A partir disto concluiu-se, por extrapolação estatística, que 74% dos portugueses são católicos, mas, espantosamente, só 73% acreditam em Deus!!! Outro dado curioso é o grande número de não respondentes; não estiveram virados para este tipo de perguntas telefónicas, sabe-se lá quem é o perguntador.
Das outras religiões, metade são cristãs e a outra metade não se sabe bem o que são; todas não vão além de 4%; será assim?
No século passado uma outra sondagem, com objetivo semelhante, dividia as respostas em categorias diferentes: ateus, indiferentes, católicos (praticantes/não praticantes) cristãos reformados (i. é outras religiões cristãs) e ainda outras, não cristãs, e residuais.
Comparando o que é comparável temos que há 50 anos os católicos seriam mais 10% do que agora mas distinguindo-se a sua especiosidade, os praticantes reduzir-se-iam a 73,6%. Outra nota a referir é que somados os ateus (3,6%) com os indiferentes (8,9%) da sondagem antiga temos um número equivalente aos atuais sem religião (12%). As outras religiões também não aumentaram os seus fiéis; será assim?
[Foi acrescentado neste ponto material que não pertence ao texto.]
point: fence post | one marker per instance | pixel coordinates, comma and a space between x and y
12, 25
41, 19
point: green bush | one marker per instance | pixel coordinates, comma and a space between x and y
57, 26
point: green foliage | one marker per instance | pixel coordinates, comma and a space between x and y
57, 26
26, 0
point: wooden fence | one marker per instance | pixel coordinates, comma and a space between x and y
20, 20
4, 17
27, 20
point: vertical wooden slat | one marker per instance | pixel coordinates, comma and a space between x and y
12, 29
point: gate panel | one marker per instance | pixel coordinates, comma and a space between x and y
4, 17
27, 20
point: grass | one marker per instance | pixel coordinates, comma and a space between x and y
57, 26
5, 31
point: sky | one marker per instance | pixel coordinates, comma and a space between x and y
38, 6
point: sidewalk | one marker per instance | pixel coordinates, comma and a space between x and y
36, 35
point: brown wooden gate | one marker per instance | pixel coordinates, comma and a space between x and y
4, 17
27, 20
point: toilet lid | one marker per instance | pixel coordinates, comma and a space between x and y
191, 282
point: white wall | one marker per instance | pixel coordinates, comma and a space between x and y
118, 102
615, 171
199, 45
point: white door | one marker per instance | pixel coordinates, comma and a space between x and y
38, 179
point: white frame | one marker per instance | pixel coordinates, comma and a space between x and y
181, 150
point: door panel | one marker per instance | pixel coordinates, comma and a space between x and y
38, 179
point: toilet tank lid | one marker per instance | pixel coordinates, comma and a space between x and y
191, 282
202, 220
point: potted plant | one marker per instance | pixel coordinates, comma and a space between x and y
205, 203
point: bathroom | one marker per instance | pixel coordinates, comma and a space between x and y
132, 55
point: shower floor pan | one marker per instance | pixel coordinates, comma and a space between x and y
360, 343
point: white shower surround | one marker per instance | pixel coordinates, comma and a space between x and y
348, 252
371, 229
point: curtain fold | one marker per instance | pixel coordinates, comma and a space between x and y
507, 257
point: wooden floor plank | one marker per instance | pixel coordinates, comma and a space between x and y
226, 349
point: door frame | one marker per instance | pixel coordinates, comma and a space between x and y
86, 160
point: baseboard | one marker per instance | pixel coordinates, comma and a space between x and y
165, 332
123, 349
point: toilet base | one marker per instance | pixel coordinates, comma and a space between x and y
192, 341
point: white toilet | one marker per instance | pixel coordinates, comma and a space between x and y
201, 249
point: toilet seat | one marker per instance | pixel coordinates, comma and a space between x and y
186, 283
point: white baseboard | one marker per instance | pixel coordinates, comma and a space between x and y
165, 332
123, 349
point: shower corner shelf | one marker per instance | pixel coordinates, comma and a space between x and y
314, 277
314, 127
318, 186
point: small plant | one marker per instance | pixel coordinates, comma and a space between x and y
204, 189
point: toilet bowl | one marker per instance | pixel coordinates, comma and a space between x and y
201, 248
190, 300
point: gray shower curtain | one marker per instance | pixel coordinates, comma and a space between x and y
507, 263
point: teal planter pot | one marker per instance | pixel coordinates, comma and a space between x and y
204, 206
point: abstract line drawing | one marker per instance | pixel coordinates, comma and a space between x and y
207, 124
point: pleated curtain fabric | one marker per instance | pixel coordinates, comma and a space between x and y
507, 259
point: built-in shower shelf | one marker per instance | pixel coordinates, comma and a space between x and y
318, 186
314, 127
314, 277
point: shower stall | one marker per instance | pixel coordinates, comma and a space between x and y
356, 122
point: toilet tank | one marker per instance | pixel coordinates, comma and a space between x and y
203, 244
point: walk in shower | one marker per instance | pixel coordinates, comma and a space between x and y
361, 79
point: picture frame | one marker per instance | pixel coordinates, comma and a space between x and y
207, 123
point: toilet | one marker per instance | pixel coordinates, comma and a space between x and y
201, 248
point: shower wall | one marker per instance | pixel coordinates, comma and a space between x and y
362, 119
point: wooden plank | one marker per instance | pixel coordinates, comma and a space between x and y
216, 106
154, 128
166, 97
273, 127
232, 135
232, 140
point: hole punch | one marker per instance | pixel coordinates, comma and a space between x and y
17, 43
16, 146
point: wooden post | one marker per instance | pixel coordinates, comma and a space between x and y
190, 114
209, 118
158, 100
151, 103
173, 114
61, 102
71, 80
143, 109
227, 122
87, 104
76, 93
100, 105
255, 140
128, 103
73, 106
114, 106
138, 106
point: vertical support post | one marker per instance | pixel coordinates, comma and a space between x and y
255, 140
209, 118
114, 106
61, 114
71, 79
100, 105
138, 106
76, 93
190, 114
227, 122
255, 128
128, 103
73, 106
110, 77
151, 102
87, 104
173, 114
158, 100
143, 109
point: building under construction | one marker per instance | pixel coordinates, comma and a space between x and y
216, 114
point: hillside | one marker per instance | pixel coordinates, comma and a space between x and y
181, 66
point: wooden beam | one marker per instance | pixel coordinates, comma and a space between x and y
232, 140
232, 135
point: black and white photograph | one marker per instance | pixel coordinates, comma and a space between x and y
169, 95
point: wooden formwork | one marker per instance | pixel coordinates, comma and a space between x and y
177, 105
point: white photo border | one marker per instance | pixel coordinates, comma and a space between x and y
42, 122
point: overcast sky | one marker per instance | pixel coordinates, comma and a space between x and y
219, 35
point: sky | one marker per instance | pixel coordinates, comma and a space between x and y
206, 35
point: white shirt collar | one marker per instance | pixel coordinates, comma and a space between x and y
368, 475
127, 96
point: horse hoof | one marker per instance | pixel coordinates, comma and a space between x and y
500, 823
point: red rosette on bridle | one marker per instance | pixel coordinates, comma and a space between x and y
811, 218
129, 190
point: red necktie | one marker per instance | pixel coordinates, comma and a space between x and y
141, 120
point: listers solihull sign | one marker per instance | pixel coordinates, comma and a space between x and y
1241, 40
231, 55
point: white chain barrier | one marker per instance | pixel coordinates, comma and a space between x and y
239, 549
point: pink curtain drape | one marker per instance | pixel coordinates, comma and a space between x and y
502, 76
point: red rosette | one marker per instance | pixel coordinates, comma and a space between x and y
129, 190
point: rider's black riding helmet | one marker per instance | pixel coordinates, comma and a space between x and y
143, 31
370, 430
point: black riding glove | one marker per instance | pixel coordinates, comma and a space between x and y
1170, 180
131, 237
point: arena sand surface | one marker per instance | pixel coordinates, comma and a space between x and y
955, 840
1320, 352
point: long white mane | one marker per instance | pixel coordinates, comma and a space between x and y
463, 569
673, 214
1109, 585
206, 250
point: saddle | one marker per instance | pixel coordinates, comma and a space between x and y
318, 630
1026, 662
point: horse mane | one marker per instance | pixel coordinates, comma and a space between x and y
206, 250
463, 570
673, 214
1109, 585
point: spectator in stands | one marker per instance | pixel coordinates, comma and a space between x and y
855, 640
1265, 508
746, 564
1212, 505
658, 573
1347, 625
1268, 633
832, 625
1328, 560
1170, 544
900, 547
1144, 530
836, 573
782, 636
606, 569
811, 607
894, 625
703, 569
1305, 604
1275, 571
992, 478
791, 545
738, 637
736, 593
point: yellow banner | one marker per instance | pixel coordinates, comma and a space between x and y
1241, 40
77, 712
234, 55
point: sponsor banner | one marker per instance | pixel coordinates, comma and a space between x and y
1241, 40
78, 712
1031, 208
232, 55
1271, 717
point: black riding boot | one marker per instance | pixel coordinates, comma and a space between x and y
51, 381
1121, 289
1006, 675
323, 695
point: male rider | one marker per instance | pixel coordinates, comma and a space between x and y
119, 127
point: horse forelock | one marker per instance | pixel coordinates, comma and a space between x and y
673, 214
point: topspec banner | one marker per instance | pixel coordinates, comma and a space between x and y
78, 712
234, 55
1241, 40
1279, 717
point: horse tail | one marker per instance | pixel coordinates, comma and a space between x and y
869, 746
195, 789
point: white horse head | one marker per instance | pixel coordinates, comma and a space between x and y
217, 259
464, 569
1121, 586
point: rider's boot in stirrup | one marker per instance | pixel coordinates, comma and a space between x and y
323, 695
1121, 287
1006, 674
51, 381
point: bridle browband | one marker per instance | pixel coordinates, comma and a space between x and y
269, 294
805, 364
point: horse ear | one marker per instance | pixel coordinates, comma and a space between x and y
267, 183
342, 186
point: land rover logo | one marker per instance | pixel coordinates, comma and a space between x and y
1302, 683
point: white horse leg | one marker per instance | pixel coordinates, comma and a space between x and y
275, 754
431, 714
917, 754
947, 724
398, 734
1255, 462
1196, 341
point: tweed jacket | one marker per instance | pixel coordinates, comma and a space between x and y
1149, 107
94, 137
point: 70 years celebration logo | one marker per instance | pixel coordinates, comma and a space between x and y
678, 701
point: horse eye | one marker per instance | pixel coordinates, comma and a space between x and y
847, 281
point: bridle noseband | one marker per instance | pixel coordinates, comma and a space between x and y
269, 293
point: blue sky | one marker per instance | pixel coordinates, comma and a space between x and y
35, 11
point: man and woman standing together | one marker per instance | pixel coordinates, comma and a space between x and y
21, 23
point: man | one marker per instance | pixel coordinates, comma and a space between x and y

Uma das perguntas/respostas que mais perplexidade nos causa é o casamento, “pela Igreja”, de homossexuais: 65% acham que sim, e, destes, muitos farão necessariamente parte dos tais 74% de católicos por mais impensável que isso seja; só se o perguntante pretendia saber se os católicos sabem em que acreditam. E os outros que legitimidade têm para opinar? Fátima é outra fonte de perplexidades. 93% já visitaram o santuário e 87% vão lá em busca de energia espiritual e, em parte significativa (79%) professam outras religiões. E os católicos, que vão lá fazer? Muitos muçulmanos visitam Fátima e Maria, mãe de Jesus para os cristãos, é, para os budistas, “mãe de todos os budas”, segundo a sondagem.
Que vale tudo isto? Por mais escrupulosamente que se analise, uma sondagem como esta deixa-nos desiludidos. A exiguidade da amostra a heterogeneidade das perguntas, as categorias de resposta e a incongruência das mesmas respostas, tudo isto mais nos confunde do que nos deixa esclarecidos. Afigura-se-nos muito longe da realidade empírica.
Um título “Deontologia da Imprensa” bem podia ser aplicar-se como comentário a uma tal sondagem, em modo de sugestão. Lembra-nos a velha boutade das três formas de mentir: a mentira propriamente dita, o perjúrio em tribunal e a estatística.